In terms of rhinoplasty, it means factoring the problem of tip modification into its component parts:
- Aesthetic Ideal
- Patient Anatomy
- Restriction, Contingencies, and Potentialities
The Aesthetic Ideal
This ideal defines solid objectives for the tip modification. It is specific in its detail and consists of expertise in normal surface anatomy, ideal features and symmetry, and the patient elegance.
Patient Anatomy
Here, it is necessary to analyze which anatomical parts comprise the surface detail that is manifest using average nasal anatomy as a baseline. Minus this analysis, it is impossible for the surgeon to conclude which parts should be modified and which technique to employ. The following are the primary anatomical considerations:
- Skin thickness and subcutaneous tissue: it is pointless to perform technical sorcery on the alar cartilages in a fibro-fatty or overly thick tip. Such a procedure would fail to create surface definition and decrease support on an already bulky cover. Is it worthwhile to dissect and trim the cartilage only when confirmation is made, visually or by palpation, that the lateral crura are responsible for excessive width. Keeping in mind that skin thickens as it contracts, cartilage reduction in a thick-skinned nose will likely result in a poorly defined and rounded tip.
- The alar cartilage shape and structure: the structure of the alar cartilages can be pre-operatively estimated with proper anatomical landmarks.
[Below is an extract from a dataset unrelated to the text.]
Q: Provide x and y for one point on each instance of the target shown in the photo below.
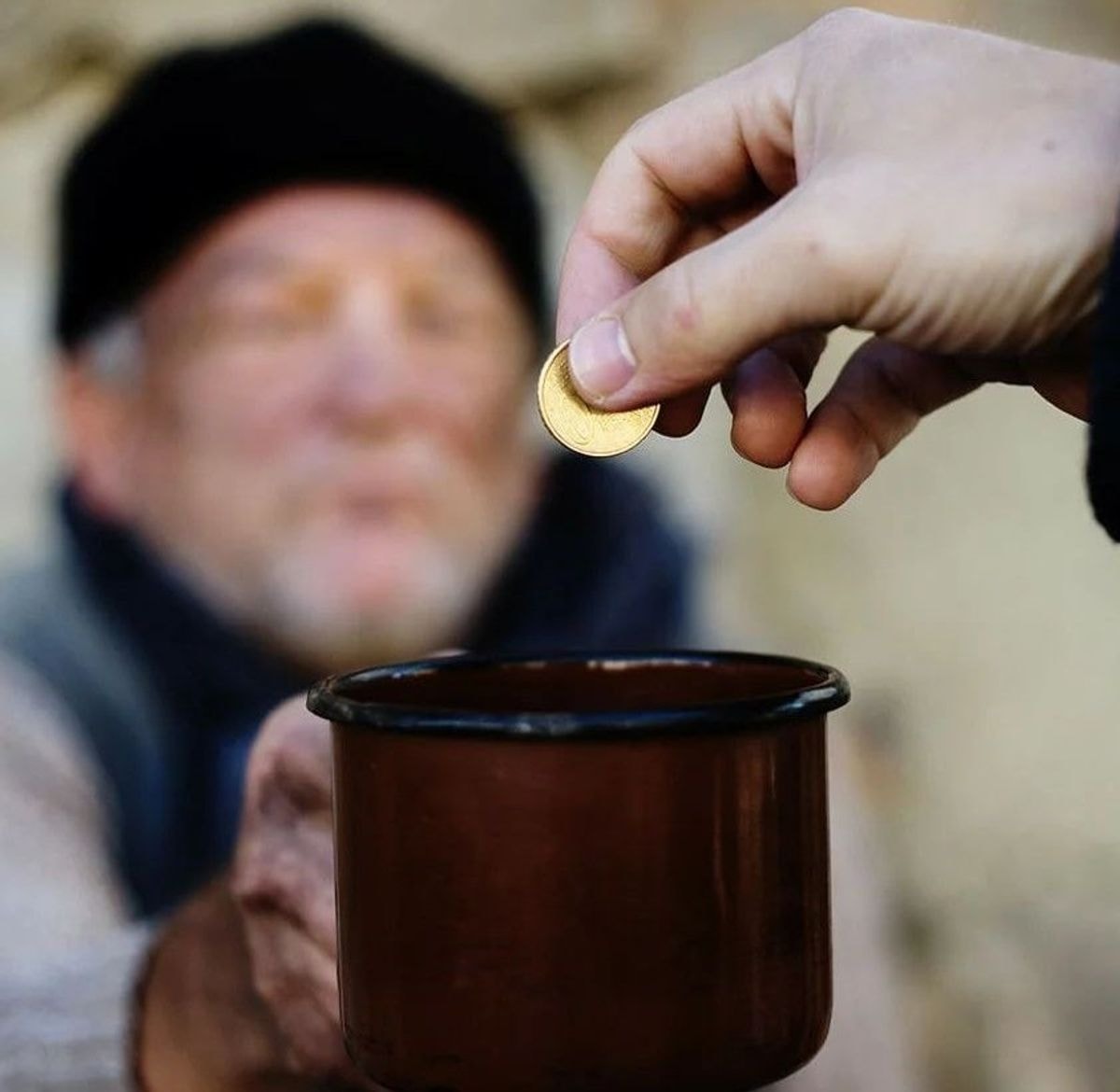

The medial crus, medial genu, middle crus, lateral genu, and lateral crus are the constituents of the alar cartilage that affect tip contour. Since each can be modified independently, these parts must be considered separately. An important to note to consider is the size and position of parts and their relational dynamic.
Restrictions, Contingencies, Potentialities
With the Aesthetic Ideal and Patient Anatomy in mind, the surgeon must now consider the technically feasible. In general, techniques that result in structural distortions will also distort surface anatomy. Before selecting a procedure, the preservation of surface landmarks—such as the columella-lobular angle and the three-point light reflex—must be considered. In addition, the suitability of a procedure for a specific nasal tip must also be considered. Clearly, an all-purpose one-size-fits-all technique would be inadequate. The eversion method, as an example, allows trimming the cephalic edge of the lateral crus but does not allow access to the dome and middle crus—critical for correction of the box tip. If, on the other hand, a radical all-purpose technique is employed, an over resection of the alar cartilages and all the untoward effects will inevitably result. Cartilage quality is also an element of concern. Soft, thin, or diminutive cartilage lacks structural potential and it can be counterproductive to reform. Tip modification by resection presumes well-structured alar cartilages. Therefore, both technique and anatomical limitation must be assessed.
Infra-cartilaginous Incision with Delivery of Cartilage
In many cases, infra-cartilaginous incisions with delivery of the cartilage is a preferred procedure because it provides a direct access to the cartilage and affords the surgeon full control of the resection, particularly in the dome region. This technique produces a symmetrical and non-surgical-appearing nasal tip. When a slight tip refinement is required, occurring in a small percentage of cases, the retrograde eversion or cartilage-splitting technique can be used.